[![deep-learning-notes](https://github.com/semilleroCV/deep-learning-notes/raw/main/assets/banner-notebook.png)](https://github.com/semilleroCV/deep-learning-notes)

# <font color='#4C5FDA'>**U-net from scratch** </font> <a name="tema1">

In [1]:
#@title **Import required libraries**

# Pytorch essentials
import torch # 2.2.1
import torch.nn as nn


In [2]:
print(torch.__version__)

2.2.1


## <font color='#ECA702'>**U-net architecture**</font>

It consists of a contracting
path (left side) and an expansive path (right side). The contracting path follows
the typical architecture of a convolutional network. It consists of the repeated
application of two 3x3 convolutions (unpadded convolutions), each followed by
a rectified linear unit (ReLU) and a 2x2 max pooling operation with stride 2
for downsampling. At each downsampling step we double the number of feature
channels.
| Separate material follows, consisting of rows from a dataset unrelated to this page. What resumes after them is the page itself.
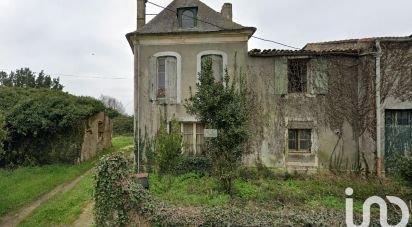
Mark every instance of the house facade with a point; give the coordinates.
(313, 108)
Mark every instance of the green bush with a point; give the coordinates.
(222, 105)
(117, 195)
(44, 126)
(123, 125)
(197, 164)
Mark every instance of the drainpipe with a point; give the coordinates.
(378, 108)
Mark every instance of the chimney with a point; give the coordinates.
(227, 10)
(141, 14)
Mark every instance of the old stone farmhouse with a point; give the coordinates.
(334, 105)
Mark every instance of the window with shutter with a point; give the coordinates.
(164, 79)
(281, 76)
(217, 65)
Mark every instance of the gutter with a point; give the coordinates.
(378, 108)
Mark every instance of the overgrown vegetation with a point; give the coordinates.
(168, 148)
(25, 184)
(63, 209)
(123, 125)
(222, 105)
(25, 78)
(44, 126)
(117, 195)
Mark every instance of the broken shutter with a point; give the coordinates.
(319, 76)
(152, 77)
(281, 76)
(171, 77)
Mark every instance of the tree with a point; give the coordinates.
(3, 134)
(113, 103)
(25, 78)
(222, 105)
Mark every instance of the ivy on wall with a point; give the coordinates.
(44, 126)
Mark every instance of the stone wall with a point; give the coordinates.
(98, 136)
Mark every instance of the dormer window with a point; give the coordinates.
(187, 17)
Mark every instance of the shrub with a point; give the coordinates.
(222, 105)
(168, 146)
(197, 164)
(44, 126)
(123, 125)
(3, 134)
(117, 196)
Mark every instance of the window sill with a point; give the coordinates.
(303, 152)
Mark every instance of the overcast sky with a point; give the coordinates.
(77, 39)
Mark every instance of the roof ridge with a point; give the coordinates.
(208, 19)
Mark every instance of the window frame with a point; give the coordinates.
(298, 140)
(182, 10)
(195, 134)
(210, 52)
(394, 115)
(178, 73)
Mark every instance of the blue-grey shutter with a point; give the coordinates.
(171, 74)
(281, 76)
(319, 74)
(152, 77)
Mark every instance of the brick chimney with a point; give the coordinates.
(227, 10)
(141, 14)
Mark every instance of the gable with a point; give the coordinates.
(208, 19)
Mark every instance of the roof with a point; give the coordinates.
(348, 44)
(208, 20)
(302, 52)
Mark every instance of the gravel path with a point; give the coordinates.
(15, 218)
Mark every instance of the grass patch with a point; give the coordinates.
(63, 209)
(187, 189)
(24, 185)
(322, 191)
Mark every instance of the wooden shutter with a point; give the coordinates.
(281, 76)
(171, 78)
(152, 77)
(319, 76)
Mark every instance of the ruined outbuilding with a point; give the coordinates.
(313, 108)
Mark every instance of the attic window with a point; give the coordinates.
(187, 17)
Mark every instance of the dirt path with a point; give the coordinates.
(86, 218)
(14, 218)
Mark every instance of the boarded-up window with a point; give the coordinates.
(319, 76)
(199, 138)
(281, 76)
(398, 117)
(187, 17)
(299, 140)
(188, 137)
(297, 75)
(161, 77)
(163, 81)
(193, 137)
(217, 65)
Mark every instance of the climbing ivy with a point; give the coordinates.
(117, 196)
(44, 126)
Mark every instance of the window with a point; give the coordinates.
(193, 137)
(299, 140)
(100, 129)
(217, 65)
(166, 85)
(161, 77)
(187, 17)
(165, 74)
(398, 117)
(297, 75)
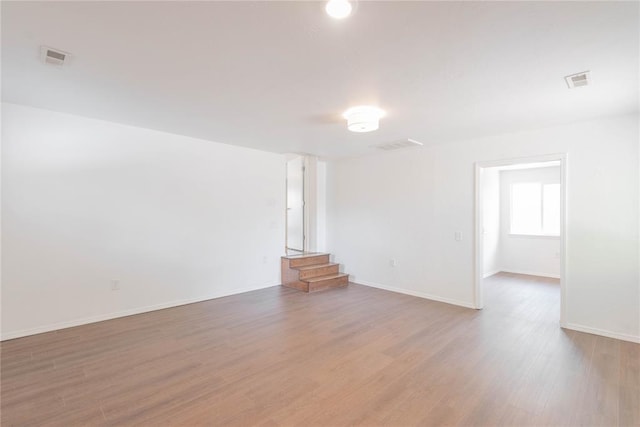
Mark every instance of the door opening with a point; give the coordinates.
(521, 221)
(295, 205)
Every step in the expansive path consists of an upsampling of the
feature map followed by a 2x2 convolution (“up-convolution”) that halves the
number of feature channels, a concatenation with the correspondingly cropped
feature map from the contracting path, and two 3x3 convolutions, each followed by a ReLU. The cropping is necessary due to the loss of border pixels
in every convolution. At the final layer a 1x1 convolution is used to map each
64-component feature vector to the desired number of classes. In total the network has 23 convolutional layers.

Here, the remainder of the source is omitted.